Model-Based Reinforcement Learning for Atari
Lukasz Kaiser
and
Mohammad Babaeizadeh
and
Piotr Milos
and
Blazej Osinski
and
Roy H Campbell
and
Konrad Czechowski
and
Dumitru Erhan
and
Chelsea Finn
and
Piotr Kozakowski
and
Sergey Levine
and
Ryan Sepassi
and
George Tucker
and
Henryk Michalewski
arXiv e-Print archive - 2019 via Local arXiv
Keywords:
cs.LG, stat.ML
First published: 2019/03/01 (5 years ago) Abstract: Model-free reinforcement learning (RL) can be used to learn effective
policies for complex tasks, such as Atari games, even from image observations.
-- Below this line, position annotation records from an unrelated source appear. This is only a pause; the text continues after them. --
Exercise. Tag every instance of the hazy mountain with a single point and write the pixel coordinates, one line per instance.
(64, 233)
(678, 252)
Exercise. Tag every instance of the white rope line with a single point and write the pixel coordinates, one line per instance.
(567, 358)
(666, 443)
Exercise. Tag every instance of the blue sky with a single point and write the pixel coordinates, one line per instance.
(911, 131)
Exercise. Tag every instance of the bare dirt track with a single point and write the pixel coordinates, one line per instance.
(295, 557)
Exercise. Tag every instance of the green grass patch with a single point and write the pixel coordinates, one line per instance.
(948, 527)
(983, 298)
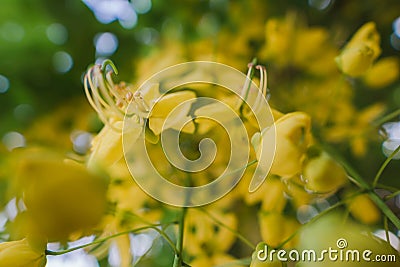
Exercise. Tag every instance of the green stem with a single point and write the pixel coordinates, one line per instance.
(101, 240)
(319, 215)
(388, 117)
(364, 185)
(178, 260)
(161, 232)
(382, 168)
(238, 235)
(387, 187)
(242, 262)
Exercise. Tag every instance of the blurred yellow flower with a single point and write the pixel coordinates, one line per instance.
(256, 262)
(61, 196)
(203, 236)
(23, 253)
(293, 136)
(360, 52)
(323, 174)
(383, 73)
(363, 209)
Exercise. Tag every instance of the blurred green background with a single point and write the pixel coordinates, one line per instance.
(46, 46)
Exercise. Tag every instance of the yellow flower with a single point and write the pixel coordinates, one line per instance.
(382, 73)
(213, 260)
(23, 253)
(323, 175)
(356, 60)
(293, 136)
(360, 52)
(363, 209)
(204, 236)
(61, 197)
(368, 35)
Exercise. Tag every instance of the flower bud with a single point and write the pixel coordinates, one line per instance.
(323, 175)
(382, 73)
(293, 136)
(23, 253)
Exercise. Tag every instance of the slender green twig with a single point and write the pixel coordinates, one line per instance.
(178, 260)
(101, 240)
(388, 117)
(382, 168)
(364, 185)
(387, 187)
(161, 232)
(392, 195)
(319, 215)
(236, 233)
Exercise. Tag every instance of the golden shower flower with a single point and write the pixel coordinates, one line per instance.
(61, 196)
(23, 253)
(293, 136)
(323, 174)
(274, 198)
(360, 52)
(383, 73)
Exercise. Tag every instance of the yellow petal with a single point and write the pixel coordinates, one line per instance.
(383, 73)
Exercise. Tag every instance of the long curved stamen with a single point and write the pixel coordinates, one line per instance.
(108, 99)
(263, 87)
(246, 86)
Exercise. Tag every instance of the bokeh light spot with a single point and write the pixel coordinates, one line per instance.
(4, 84)
(62, 62)
(142, 6)
(57, 33)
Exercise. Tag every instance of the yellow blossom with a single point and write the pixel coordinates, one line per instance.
(61, 197)
(356, 60)
(383, 73)
(23, 253)
(293, 136)
(260, 251)
(360, 52)
(332, 231)
(323, 174)
(274, 198)
(363, 209)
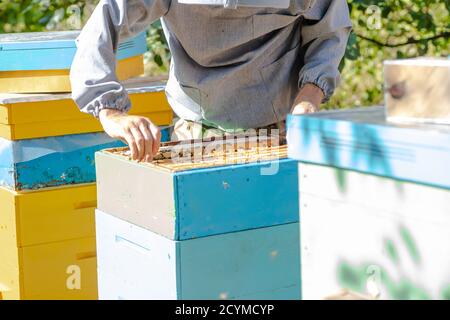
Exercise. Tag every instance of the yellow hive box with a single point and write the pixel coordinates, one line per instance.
(47, 243)
(27, 116)
(36, 81)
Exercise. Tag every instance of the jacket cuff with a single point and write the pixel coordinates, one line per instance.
(119, 102)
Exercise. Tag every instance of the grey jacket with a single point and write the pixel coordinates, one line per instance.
(231, 68)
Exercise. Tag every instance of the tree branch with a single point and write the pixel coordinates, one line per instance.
(410, 41)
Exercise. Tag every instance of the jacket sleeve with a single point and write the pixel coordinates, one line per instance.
(325, 33)
(93, 73)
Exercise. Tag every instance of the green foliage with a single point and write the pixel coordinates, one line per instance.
(383, 29)
(388, 29)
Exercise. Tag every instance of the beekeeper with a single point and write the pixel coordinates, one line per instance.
(236, 64)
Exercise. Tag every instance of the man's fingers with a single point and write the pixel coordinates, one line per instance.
(129, 139)
(145, 130)
(140, 142)
(304, 108)
(156, 133)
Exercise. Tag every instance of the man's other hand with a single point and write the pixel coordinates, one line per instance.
(308, 99)
(141, 135)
However, this typically requires very large amounts of interaction --
substantially more, in fact, than a human would need to learn the same games.
How can people learn so quickly? Part of the answer may be that people can
learn how the game works and predict which actions will lead to desirable
outcomes. In this paper, we explore how video prediction models can similarly
enable agents to solve Atari games with orders of magnitude fewer interactions
than model-free methods. We describe Simulated Policy Learning (SimPLe), a
complete model-based deep RL algorithm based on video prediction models and
present a comparison of several model architectures, including a novel
architecture that yields the best results in our setting. Our experiments
evaluate SimPLe on a range of Atari games and achieve competitive results with
only 100K interactions between the agent and the environment (400K frames),
which corresponds to about two hours of real-time play.